The general attention to security, the increasing competition among messengers, and scandals related to the sale of user data stimulated the business owners to review the security of tools they use in everyday communication. In turn, it forces the developers to introduce additional means of protection, such as end-to-end encryption of transmitted data. Today, we will review five crucial security criteria for instant messengers used by enterprises.
Criteria of Safety
Considering that instant messengers are widely used to transfer confidential data, both in personal and corporate communication, having gained access to the messenger, an attacker will surely find information that will be of interest to them. We used to think that hackers are only interested in logins, passwords, and bank card numbers. In fact, any information about us can be used by a fraudster, at least for phishing or social engineering. We should also not forget about the special services, which seek to control everyone and everything. The loud scandal with the attempt to hack the iPhone by the FBI is vivid proof of this.
But what are the signs that one or another instant messaging program can actually provide privacy on the Internet? Experts identify several main functions, the presence or absence of which should be paid attention to when choosing a corporate messenger:
Usually, messengers send info in encrypted form in order to avoid interception at the moment they pass through communication channels. End-to-end encryption implies that not only correspondence is encrypted, but also all other information that users exchange in the process of communication: documents, photos, videos, and music.
Access to messages by the service provider
It is much safer if the company that owns the messenger does not have access to users’ messages. To do this, they must either be encrypted with algorithms that cannot be decrypted from the server or simply not stored there. The first approach uses WhatsApp messenger, while the second is used by applications such as Wickr and Threema.

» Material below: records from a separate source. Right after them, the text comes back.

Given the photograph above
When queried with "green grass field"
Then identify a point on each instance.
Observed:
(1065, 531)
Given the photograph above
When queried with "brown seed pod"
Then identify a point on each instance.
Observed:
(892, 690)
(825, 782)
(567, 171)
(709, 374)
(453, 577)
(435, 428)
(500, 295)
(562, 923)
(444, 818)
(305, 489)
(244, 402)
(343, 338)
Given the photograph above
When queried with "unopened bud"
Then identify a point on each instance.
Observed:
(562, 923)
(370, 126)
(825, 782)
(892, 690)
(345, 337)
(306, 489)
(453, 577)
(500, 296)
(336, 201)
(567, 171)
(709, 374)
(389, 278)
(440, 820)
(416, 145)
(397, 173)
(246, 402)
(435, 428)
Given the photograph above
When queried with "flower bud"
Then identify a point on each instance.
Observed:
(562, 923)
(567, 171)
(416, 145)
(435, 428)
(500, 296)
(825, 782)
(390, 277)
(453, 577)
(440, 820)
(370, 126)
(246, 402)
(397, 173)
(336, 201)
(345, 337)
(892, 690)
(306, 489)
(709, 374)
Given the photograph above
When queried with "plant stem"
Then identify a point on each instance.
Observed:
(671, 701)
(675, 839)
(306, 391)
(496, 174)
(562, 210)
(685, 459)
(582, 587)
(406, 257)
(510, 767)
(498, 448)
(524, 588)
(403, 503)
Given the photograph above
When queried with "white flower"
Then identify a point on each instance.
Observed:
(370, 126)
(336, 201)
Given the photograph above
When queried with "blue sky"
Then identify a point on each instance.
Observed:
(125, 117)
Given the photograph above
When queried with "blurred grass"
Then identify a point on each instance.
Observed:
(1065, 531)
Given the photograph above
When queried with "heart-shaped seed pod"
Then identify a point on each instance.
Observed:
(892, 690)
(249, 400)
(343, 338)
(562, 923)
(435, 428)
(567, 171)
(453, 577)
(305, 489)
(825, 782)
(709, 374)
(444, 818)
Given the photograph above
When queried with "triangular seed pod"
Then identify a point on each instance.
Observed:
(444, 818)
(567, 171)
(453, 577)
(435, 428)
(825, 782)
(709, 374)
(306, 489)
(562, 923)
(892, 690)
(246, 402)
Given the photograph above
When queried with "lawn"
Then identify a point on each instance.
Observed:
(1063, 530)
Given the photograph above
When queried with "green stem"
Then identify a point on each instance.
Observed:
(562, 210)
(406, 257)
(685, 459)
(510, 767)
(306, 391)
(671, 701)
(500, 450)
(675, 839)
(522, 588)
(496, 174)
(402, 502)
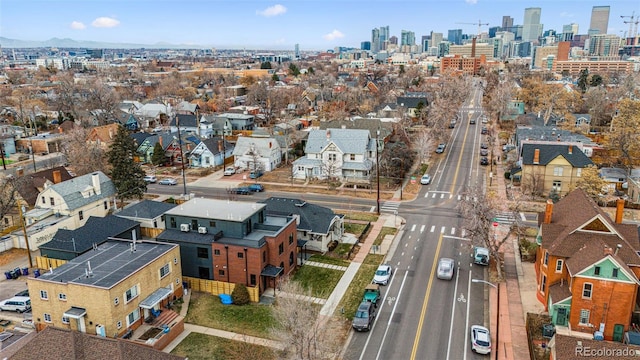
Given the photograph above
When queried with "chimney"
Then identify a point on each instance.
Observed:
(57, 178)
(619, 210)
(95, 181)
(548, 212)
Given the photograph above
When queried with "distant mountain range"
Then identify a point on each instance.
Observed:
(70, 43)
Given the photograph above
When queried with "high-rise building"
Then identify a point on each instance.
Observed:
(531, 29)
(599, 20)
(507, 23)
(455, 36)
(407, 37)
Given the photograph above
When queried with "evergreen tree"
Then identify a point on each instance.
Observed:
(126, 174)
(158, 157)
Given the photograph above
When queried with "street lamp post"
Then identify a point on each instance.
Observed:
(378, 171)
(497, 287)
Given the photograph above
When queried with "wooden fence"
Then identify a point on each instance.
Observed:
(218, 287)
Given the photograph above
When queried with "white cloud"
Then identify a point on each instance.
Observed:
(77, 25)
(335, 34)
(105, 22)
(274, 10)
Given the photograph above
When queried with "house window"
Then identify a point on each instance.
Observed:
(131, 293)
(164, 271)
(203, 253)
(584, 317)
(559, 265)
(133, 317)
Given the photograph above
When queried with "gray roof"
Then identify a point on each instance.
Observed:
(96, 230)
(216, 209)
(550, 151)
(313, 218)
(349, 141)
(146, 209)
(71, 190)
(110, 263)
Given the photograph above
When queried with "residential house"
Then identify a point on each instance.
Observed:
(256, 152)
(232, 241)
(150, 215)
(54, 343)
(550, 167)
(317, 225)
(110, 290)
(210, 153)
(587, 267)
(69, 244)
(347, 154)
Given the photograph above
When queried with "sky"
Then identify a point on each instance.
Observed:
(313, 24)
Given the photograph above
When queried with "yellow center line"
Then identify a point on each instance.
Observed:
(426, 300)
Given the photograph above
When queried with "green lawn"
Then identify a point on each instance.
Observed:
(355, 291)
(198, 346)
(383, 232)
(319, 281)
(252, 319)
(329, 260)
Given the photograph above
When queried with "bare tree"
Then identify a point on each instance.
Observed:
(298, 326)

Automatic message deletion
Some secure messengers for Android and iOS have the function of completely deleting the correspondence – it disappears after a certain time after reading it. Automatic deletion can be implemented by default or as a configurable option – just like in secret Telegram chats.
Most of the popular messaging programs have a closed, proprietary architecture. Therefore, even those who are in programming find it difficult to verify whether the encryption and security are really the same as the developers of the program claim.
Data required for registration
In order to create an account, the messenger usually asks the user for confidential information. This data is already enough to compromise the privacy of its customers and corporate secrets if a service provider is hacked. So, the less data is required for registration – the better.